Meet Backyard DIPA, our biggest release yet
17-12-2019
Meet one of the boldest beers we’ve brewed to date. The late hop yield and a double dry hop contribute to a slight bitterness and a taste explosion of pineapple, stone and citrus fruit. The generous addition of flaked oats ensures a delicious juicy body.
Background
After the release of Hop in the Yard last July, we have been thinking about an appropriate sequel for a while. We were and are very satisfied with the result of Hop in the Yard, but also felt that we could do with a bit of extra in the next release.
So we started with a recipe for a Double IPA, which would be an extension of Just a Backyard IPA: roughly the same hop profile, color and the use of the same yeast.
There was no question that we wanted more of everything: more hops, more body, more alcohol and above all more beer. When we were offered a great opportunity to get a large stock of Galaxy hops, everything started to accelerate for us and we started brewing.
Brewing
At the end of November it was time to convert the knowledge gained from a few test batches into a large batch.
An impression of our brewing day:
About Backyard DIPA
Backyard DIPA is an uncompromising, hazy New England Style Double India Pale Ale, intensely double dry hopped with three of our favorite hop varieties: Galaxy, Mosaic and Citra. The beer is fermented with one of the best yeast strains for IPAs we know (Vermont Ale).

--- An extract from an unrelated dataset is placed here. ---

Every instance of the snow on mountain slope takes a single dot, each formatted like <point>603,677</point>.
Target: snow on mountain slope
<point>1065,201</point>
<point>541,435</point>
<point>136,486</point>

With flavor notes of pineapple, stone and citrus fruit, complemented with a juicy and creamy mouthfeel, this beer is everything the true hop heads want from a New England Style DIPA. Backyard DIPA is, as mentioned, the natural successor to our first release Just a Backyard IPA and can be seen as an evolution towards DIPA from the beer that started everything for us. And after the success of previous releases, we have now brewed more beer than ever.
Yes we can!
For the first time we have canned a beer. The advantages (light and airtight) and the appearance (cans are awesome) have been the deciding factor for us to do this now. Canning is completely in line with our philosophy of not making concessions to what we find so beautiful in beer.